Dr. Rosenman is acting instructor, Division of Emergency Medicine, University of Washington School of Medicine, Seattle, Washington. Dr. Shandro is associate professor, Division of Emergency Medicine, University of Washington School of Medicine, Seattle, Washington. Dr. Ilgen is assistant professor, Division of Emergency Medicine, University of Washington School of Medicine, Seattle, Washington. Ms. Harper is associate librarian, Health Sciences Library, University of Washington Library Services, Seattle, Washington. Dr. Fernandez is associate professor, Division of Emergency Medicine, University of Washington School of Medicine, Seattle, Washington.
Acad Med. 2014 Sep;89(9):1295-306. doi: 10.1097/ACM.0000000000000413.
To identify and describe the design, implementation, and evidence of effectiveness of leadership training interventions for health care action (HCA) teams, defined as interdisciplinary teams whose members coordinate their actions in time-pressured, unstable situations.
The authors conducted a systematic search of the PubMed/MEDLINE, CINAHL, ERIC, EMBASE, PsycINFO, and Web of Science databases, key journals, and review articles published through March 2012. They identified peer-reviewed English-language articles describing leadership training interventions targeting HCA teams, at all levels of training and across all health care professions. Reviewers, working in duplicate, abstracted training characteristics and outcome data. Methodological quality was evaluated using the Medical Education Research Study Quality Instrument (MERSQI).
Of the 52 included studies, 5 (10%) focused primarily on leadership training, whereas the remainder included leadership training as part of a larger teamwork curriculum. Few studies reported using a team leadership model (2; 4%) or a theoretical framework (9; 17%) to support their curricular design. Only 15 studies (29%) specified the leadership behaviors targeted by training. Forty-five studies (87%) reported an assessment component; of those, 31 (69%) provided objective outcome measures including assessment of knowledge or skills (21; 47%), behavior change (8; 18%), and patient- or system-level metrics (8; 18%).
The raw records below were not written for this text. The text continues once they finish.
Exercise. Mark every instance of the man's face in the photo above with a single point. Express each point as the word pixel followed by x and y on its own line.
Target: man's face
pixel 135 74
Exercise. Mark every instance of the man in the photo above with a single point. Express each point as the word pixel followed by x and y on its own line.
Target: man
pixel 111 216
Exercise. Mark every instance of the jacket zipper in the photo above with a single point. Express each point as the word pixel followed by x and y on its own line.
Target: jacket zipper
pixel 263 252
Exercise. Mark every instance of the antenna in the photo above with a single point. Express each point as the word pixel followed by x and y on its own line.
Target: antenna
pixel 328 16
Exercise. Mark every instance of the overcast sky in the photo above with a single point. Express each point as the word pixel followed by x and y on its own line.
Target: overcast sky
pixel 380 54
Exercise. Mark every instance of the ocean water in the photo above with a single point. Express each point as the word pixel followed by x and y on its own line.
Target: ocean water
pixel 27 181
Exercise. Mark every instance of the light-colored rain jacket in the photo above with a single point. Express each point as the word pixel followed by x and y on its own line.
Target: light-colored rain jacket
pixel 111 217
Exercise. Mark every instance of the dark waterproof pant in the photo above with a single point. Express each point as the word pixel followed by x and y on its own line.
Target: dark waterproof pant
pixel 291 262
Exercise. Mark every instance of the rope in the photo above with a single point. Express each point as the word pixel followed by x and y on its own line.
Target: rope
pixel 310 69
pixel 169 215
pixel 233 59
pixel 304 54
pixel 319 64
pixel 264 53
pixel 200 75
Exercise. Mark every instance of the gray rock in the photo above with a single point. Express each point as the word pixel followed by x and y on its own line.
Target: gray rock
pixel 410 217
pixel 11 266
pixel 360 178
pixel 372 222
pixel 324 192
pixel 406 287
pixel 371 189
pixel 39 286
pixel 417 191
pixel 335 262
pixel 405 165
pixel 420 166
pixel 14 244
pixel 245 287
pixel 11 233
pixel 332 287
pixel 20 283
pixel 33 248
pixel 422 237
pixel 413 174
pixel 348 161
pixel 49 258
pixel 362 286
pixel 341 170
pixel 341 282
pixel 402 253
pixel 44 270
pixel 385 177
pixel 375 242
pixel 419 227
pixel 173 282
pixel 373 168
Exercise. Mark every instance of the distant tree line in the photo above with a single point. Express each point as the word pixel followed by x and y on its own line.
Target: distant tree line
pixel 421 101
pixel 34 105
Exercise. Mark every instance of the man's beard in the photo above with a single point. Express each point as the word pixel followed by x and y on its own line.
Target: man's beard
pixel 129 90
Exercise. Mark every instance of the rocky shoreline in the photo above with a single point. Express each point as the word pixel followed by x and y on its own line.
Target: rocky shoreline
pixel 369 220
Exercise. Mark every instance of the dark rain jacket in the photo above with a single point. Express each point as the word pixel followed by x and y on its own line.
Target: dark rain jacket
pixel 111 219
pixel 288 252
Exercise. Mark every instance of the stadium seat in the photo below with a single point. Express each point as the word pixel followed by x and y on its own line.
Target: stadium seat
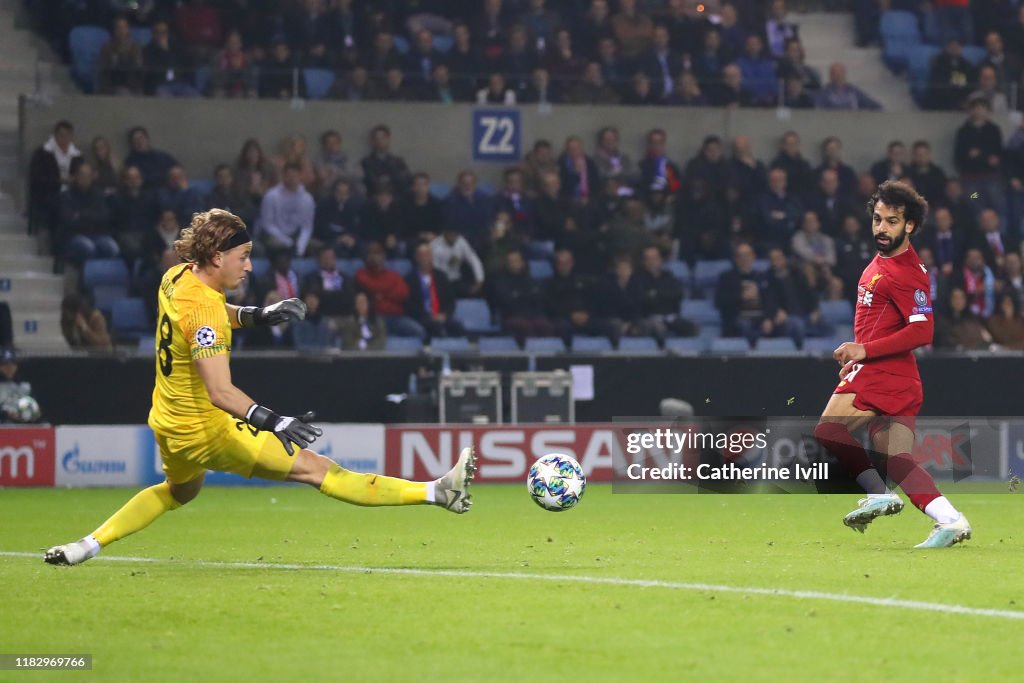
pixel 451 344
pixel 687 345
pixel 318 81
pixel 103 296
pixel 497 344
pixel 701 311
pixel 837 312
pixel 128 318
pixel 85 42
pixel 585 344
pixel 105 271
pixel 400 265
pixel 474 315
pixel 540 269
pixel 638 345
pixel 729 345
pixel 545 345
pixel 403 344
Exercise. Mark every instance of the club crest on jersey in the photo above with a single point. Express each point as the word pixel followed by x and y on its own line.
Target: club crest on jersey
pixel 206 337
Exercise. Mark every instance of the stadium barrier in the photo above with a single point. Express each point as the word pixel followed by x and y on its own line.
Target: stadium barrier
pixel 72 456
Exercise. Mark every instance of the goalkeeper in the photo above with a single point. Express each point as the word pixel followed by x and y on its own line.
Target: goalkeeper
pixel 203 422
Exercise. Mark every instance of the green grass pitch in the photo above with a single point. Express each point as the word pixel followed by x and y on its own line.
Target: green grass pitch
pixel 202 611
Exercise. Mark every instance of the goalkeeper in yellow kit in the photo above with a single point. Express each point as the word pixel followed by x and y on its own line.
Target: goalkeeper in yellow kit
pixel 203 422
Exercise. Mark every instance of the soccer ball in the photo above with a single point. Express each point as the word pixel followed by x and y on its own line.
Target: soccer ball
pixel 556 482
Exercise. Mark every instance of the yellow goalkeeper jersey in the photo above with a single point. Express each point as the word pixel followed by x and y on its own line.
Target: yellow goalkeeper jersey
pixel 192 324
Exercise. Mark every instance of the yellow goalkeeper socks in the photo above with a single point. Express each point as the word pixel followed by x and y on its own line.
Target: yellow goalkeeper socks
pixel 372 489
pixel 136 514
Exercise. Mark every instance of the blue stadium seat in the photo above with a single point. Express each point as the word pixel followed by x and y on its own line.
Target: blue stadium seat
pixel 401 265
pixel 540 269
pixel 474 315
pixel 103 296
pixel 637 345
pixel 687 344
pixel 729 345
pixel 85 43
pixel 318 81
pixel 451 344
pixel 545 344
pixel 497 344
pixel 105 271
pixel 701 311
pixel 585 344
pixel 304 266
pixel 129 319
pixel 837 312
pixel 403 344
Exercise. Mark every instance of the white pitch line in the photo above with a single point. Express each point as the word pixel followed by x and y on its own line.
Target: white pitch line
pixel 608 581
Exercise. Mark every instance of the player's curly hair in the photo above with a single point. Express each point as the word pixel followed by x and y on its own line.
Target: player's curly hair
pixel 207 232
pixel 896 194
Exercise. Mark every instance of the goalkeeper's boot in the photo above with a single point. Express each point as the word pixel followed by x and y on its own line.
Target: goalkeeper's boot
pixel 452 491
pixel 944 536
pixel 871 507
pixel 72 553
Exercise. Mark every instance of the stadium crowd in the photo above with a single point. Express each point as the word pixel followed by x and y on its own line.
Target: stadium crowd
pixel 675 52
pixel 583 239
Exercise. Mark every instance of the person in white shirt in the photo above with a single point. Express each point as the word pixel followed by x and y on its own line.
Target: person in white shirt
pixel 452 255
pixel 287 213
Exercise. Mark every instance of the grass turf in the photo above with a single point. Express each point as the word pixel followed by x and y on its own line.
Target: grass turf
pixel 179 620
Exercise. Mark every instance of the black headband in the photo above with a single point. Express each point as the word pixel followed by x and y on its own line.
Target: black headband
pixel 237 240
The mean MERSQI score was 11.4 (SD 2.9).
Leadership training targeting HCA teams has become more prevalent. Determining best practices in leadership training is confounded by variability in leadership definitions, absence of supporting frameworks, and a paucity of robust assessments.
确定并描述针对医疗保健行动(HCA)团队的领导力培训干预措施的设计、实施和有效性证据,这些团队被定义为成员在时间紧迫、不稳定的情况下协调行动的跨学科团队。
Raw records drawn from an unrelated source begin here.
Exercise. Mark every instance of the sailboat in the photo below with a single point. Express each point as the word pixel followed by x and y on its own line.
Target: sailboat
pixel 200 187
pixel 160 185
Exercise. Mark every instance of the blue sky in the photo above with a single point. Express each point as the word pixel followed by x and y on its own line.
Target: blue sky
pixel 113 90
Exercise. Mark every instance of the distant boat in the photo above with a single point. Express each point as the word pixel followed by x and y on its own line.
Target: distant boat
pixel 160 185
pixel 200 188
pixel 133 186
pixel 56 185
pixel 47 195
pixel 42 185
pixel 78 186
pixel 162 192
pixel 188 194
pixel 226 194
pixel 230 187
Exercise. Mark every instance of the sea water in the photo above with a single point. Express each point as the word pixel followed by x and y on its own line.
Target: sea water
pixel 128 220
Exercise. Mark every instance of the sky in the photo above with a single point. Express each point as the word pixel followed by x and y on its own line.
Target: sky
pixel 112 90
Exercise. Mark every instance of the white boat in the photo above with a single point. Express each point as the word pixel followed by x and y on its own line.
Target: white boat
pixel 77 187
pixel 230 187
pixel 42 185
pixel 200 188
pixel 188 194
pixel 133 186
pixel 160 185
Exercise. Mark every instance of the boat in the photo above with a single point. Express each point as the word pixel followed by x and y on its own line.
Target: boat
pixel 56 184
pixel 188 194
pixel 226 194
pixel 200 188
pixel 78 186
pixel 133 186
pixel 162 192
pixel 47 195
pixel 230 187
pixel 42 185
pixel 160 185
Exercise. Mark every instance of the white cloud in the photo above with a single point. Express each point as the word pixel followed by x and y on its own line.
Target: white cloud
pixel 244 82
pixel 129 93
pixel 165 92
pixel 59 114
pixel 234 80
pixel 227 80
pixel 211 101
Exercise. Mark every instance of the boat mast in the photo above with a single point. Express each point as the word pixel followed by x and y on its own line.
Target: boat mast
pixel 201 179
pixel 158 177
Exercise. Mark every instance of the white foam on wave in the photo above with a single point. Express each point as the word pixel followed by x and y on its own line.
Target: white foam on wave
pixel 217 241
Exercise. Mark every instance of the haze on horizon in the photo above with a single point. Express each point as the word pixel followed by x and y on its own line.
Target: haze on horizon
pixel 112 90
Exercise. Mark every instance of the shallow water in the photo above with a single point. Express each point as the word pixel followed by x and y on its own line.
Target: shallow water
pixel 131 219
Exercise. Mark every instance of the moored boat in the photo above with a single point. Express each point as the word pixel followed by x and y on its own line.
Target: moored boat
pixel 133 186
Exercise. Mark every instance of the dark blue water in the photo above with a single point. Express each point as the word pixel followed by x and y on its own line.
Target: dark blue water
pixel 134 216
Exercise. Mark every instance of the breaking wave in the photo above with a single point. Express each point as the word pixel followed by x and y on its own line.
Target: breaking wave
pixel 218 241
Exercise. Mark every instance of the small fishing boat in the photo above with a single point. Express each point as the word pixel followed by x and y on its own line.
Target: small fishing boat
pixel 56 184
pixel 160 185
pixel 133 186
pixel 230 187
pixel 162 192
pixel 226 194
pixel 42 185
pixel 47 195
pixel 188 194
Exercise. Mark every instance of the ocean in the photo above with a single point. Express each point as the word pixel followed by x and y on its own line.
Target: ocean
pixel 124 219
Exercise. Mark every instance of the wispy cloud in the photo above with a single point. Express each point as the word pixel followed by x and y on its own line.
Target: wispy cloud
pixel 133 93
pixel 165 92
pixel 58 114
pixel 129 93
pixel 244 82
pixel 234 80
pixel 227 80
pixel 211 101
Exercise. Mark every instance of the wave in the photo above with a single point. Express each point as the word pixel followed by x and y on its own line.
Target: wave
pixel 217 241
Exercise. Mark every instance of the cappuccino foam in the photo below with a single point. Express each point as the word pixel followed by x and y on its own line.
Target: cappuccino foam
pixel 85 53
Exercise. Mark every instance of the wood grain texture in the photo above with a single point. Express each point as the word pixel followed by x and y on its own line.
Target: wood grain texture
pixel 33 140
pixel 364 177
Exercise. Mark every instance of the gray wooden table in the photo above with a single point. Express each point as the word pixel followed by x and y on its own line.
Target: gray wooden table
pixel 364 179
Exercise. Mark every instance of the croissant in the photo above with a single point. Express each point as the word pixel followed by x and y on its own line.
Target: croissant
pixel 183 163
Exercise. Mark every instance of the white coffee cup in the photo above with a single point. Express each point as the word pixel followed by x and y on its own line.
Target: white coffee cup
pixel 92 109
作者对 PubMed/MEDLINE、CINAHL、ERIC、EMBASE、PsycINFO 和 Web of Science 数据库、主要期刊以及 2012 年 3 月之前发表的综述文章进行了系统检索。他们确定了描述针对 HCA 团队的领导力培训干预措施的同行评审的英文文章,培训对象涵盖所有医疗保健专业,培训层次也各不相同。审查员以重复方式提取培训特征和结果数据。使用医学教育研究学习质量工具(MERSQI)评估方法学质量。
在 52 项纳入的研究中,有 5 项(10%)主要关注领导力培训,而其余研究则将领导力培训作为更大的团队合作课程的一部分。很少有研究报告使用团队领导模型(2 项;4%)或理论框架(9 项;17%)来支持其课程设计。只有 15 项研究(29%)明确了培训所针对的领导行为。45 项研究(87%)报告了评估部分;其中,31 项(69%)提供了客观的结果衡量标准,包括知识或技能评估(21 项;47%)、行为改变(8 项;18%)和患者或系统水平指标(8 项;18%)。MERSQI 的平均得分为 11.4(SD 2.9)。
针对 HCA 团队的领导力培训已经变得更加普遍。领导力培训的最佳实践因领导力定义的差异、缺乏支持框架以及缺乏稳健的评估而变得复杂。